The system should have the following features:

  • The paper used by the robot can be on an inclined plane, determined by the system designer (can be laid on the ground horizontally, can be hung on a wall vertically, or can be laid on an inclined surface with an arbitrary angle).
  • There will be three pens of different thicknesses and flexibility for the robot to use: (a) a rigid usual thin pen; (b) a long pen of 40 cm coated with thick rubber; (c) a standard pen coated with a long, and thin spiral, as found on wirebound spiral notebooks. The robot should be able to carry these pens by holding them at arbitrary points. 
  • Adequate haptic feedback should be given to the user to have an enhanced sensation of pen-holding compliance that the robot has to have for writing and drawing in its environment.
  • The interface with the user should be natural and intuitive, and should not require any specialized training before use. All hand movements of the user should be executed at speeds natural for a human and should be replicated by the robot in real-time. The user should not slow down for the robot to catch up.

Optional feature: The user can use a VR headset so that other application areas become possible. 

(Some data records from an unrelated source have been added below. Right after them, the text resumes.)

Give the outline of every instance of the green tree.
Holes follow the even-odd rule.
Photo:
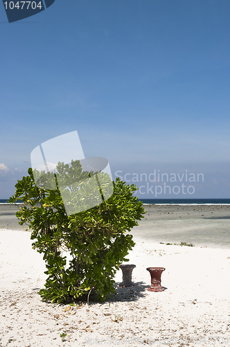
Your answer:
[[[103,301],[109,294],[114,293],[113,278],[119,265],[128,261],[125,256],[135,244],[127,232],[138,225],[136,221],[145,213],[142,203],[133,196],[136,187],[117,178],[112,183],[112,195],[103,198],[103,203],[68,215],[58,183],[64,183],[65,193],[69,194],[76,171],[79,185],[96,174],[84,171],[79,165],[79,161],[70,165],[58,163],[57,172],[53,174],[55,189],[45,189],[48,175],[42,176],[39,184],[37,180],[35,184],[35,171],[29,169],[28,176],[17,181],[15,194],[9,199],[11,203],[24,203],[22,207],[19,205],[16,215],[20,225],[25,223],[31,230],[33,248],[44,255],[48,278],[39,294],[52,303],[77,302],[89,293]],[[98,189],[103,190],[102,186],[107,184],[105,175],[103,183],[101,180],[98,182]],[[84,188],[81,194],[84,201],[84,194],[88,196],[90,192]],[[73,194],[69,201],[72,205],[76,203]],[[65,254],[70,260],[67,260]]]

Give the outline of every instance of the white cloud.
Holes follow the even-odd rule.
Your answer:
[[[10,169],[5,164],[0,162],[0,174],[6,174],[9,170]]]

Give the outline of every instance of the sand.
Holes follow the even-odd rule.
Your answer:
[[[201,214],[198,208],[194,212],[191,207],[177,208],[157,207],[157,215],[154,208],[145,206],[145,219],[132,230],[136,246],[127,257],[128,264],[136,266],[134,287],[119,287],[119,270],[116,294],[105,303],[89,298],[89,305],[72,307],[41,301],[38,291],[45,282],[45,266],[42,256],[31,248],[30,232],[0,228],[0,346],[230,346],[230,248],[218,244],[219,239],[215,246],[213,242],[207,247],[207,235],[200,244],[196,238],[194,247],[165,242],[188,240],[181,229],[191,228],[192,220],[204,230],[201,221],[205,223],[202,217],[209,213],[224,217],[213,221],[224,222],[227,233],[229,209],[213,207]],[[172,234],[169,224],[174,228]],[[229,239],[225,237],[226,242]],[[161,276],[164,291],[148,291],[148,266],[166,268]],[[63,332],[67,336],[62,342]]]

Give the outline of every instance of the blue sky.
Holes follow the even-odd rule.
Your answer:
[[[203,173],[157,197],[229,198],[229,17],[222,0],[55,0],[9,24],[0,3],[0,198],[35,147],[75,130],[114,179]]]

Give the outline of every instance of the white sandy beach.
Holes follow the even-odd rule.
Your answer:
[[[135,285],[120,288],[120,270],[113,298],[71,307],[41,301],[45,266],[30,232],[0,229],[0,346],[230,346],[230,249],[134,241]],[[148,266],[166,268],[164,291],[147,290]]]

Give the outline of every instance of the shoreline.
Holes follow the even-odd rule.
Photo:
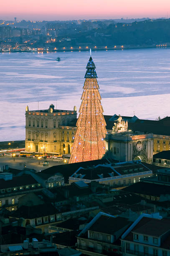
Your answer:
[[[85,49],[83,48],[83,46],[79,49],[79,48],[77,48],[77,46],[74,46],[74,47],[69,47],[67,48],[66,47],[58,47],[58,48],[56,48],[56,49],[53,50],[50,50],[50,49],[43,49],[41,50],[26,50],[26,49],[19,49],[19,50],[15,50],[15,49],[2,49],[0,50],[0,53],[14,53],[14,52],[72,52],[73,51],[77,52],[77,51],[89,51],[89,49],[90,49],[90,47],[88,47],[88,48],[87,49],[86,48]],[[170,44],[162,44],[160,45],[157,45],[156,46],[118,46],[115,47],[108,47],[108,46],[101,46],[96,47],[95,48],[94,47],[91,47],[91,49],[93,51],[116,51],[117,50],[132,50],[132,49],[165,49],[165,48],[169,48],[170,47]]]

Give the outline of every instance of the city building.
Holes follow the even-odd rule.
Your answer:
[[[170,219],[143,214],[122,236],[123,255],[169,256]]]
[[[162,151],[154,155],[153,164],[170,168],[170,150]]]
[[[150,169],[138,161],[104,164],[86,168],[79,167],[69,177],[69,183],[81,181],[89,183],[96,181],[121,189],[140,181],[142,178],[152,176],[152,165]]]
[[[152,164],[153,134],[133,133],[128,127],[127,120],[119,116],[114,122],[113,131],[105,138],[106,149],[113,158],[121,161],[140,159]]]
[[[119,238],[132,223],[126,218],[99,212],[78,235],[77,248],[89,255],[119,255]]]
[[[87,63],[81,103],[69,163],[101,158],[105,153],[107,130],[96,67],[91,56]]]
[[[76,107],[71,110],[54,109],[51,104],[47,110],[25,112],[25,151],[70,154],[76,127],[69,123],[76,118]]]

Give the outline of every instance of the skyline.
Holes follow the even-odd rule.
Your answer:
[[[61,20],[79,19],[117,19],[122,17],[129,18],[150,18],[170,17],[170,2],[165,0],[163,5],[160,5],[157,0],[122,0],[114,3],[112,0],[107,0],[103,4],[102,0],[90,0],[80,2],[78,0],[70,2],[66,0],[62,3],[51,0],[38,1],[30,0],[29,5],[18,1],[13,5],[13,0],[8,3],[3,2],[0,10],[0,20],[13,20],[16,17],[18,20],[22,19],[34,20]],[[9,6],[13,6],[9,9]]]

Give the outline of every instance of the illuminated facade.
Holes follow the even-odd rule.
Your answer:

Shadow fixing intelligent canopy

We all have hard times especially at beaches to adjust the canopy as the sun changes orientation and position. Canopies with so many different shapes have been manufactured to avoid this hassle. As an alternative solution, in this project, you are asked to design a highly versatile canopy fixed to the ground by at least 3 poles. The canopy changes its inclination to keep the position and coverage of the shadow as constant as possible with respect to the initial area defined by the poles for different, arbitrary light source positions and orientations changing in 3D. 

  • Each pole should be at least 30 cm long, extending to a maximum of 50 cm, and the distance between adjacent poles should be 50 cm on the ground.
  • Pole positions on the ground are fixed. 

The system should be compatible with a light source, which moves smoothly within a spherical sector of a maximum of ±45 degrees in all directions and assumes at least 3 different positions and orientations in 20 secs.

Training Buddy

Practicing with the best players is critical in advancing your skills in any sport. Table tennis is no exception, yet it is not always possible to train with highly qualified players, since they are often your opponents. In this project, you are asked to design and implement a ping pong ball launcher as a useful training tool with some level of interaction and intelligence.

The ball launcher is a device that 

  • works with verbal commands from the player 
  • launches balls in varying and adjustable swing speeds, serve frequencies, and launching angles
  • exerts topspins and backspins to balls at varying levels (e.g. heavy topspin, slight backspin)
  • determines whether the player was able to hit the ball and records it in a database for sport analytics purposes.

The ball launcher must have five operation modes as follows:

  • Repetition practicing: Consecutive balls are launched in the same style (e.g., topspin to the left).
  • Randomized repetition practicing: Balls are launched as in repetition practicing, but with random variations on parameters such as swing speed, launching angle and landing point.
  • Sequence practicing: Consecutive balls are launched in different styles in a particular order  (e.g., one topspin to the left, one topspin to the right, and then one backspin to the right). 
  • Randomized sequence practicing: Balls are launched as in sequence practicing, but with random variations on parameters such as swing speed, launching angle, and landing point.
  • Game mode: The device simulates an opponent by displaying combinations of all its capabilities and analyzing the skills of the user that require improvement.

The ball launcher must be designed to perform on a real ping pong table. Balls should be launched from at least 1 m away from the net and should land on the opposite side of the table at least 80% of the time in any repetition practicing mode.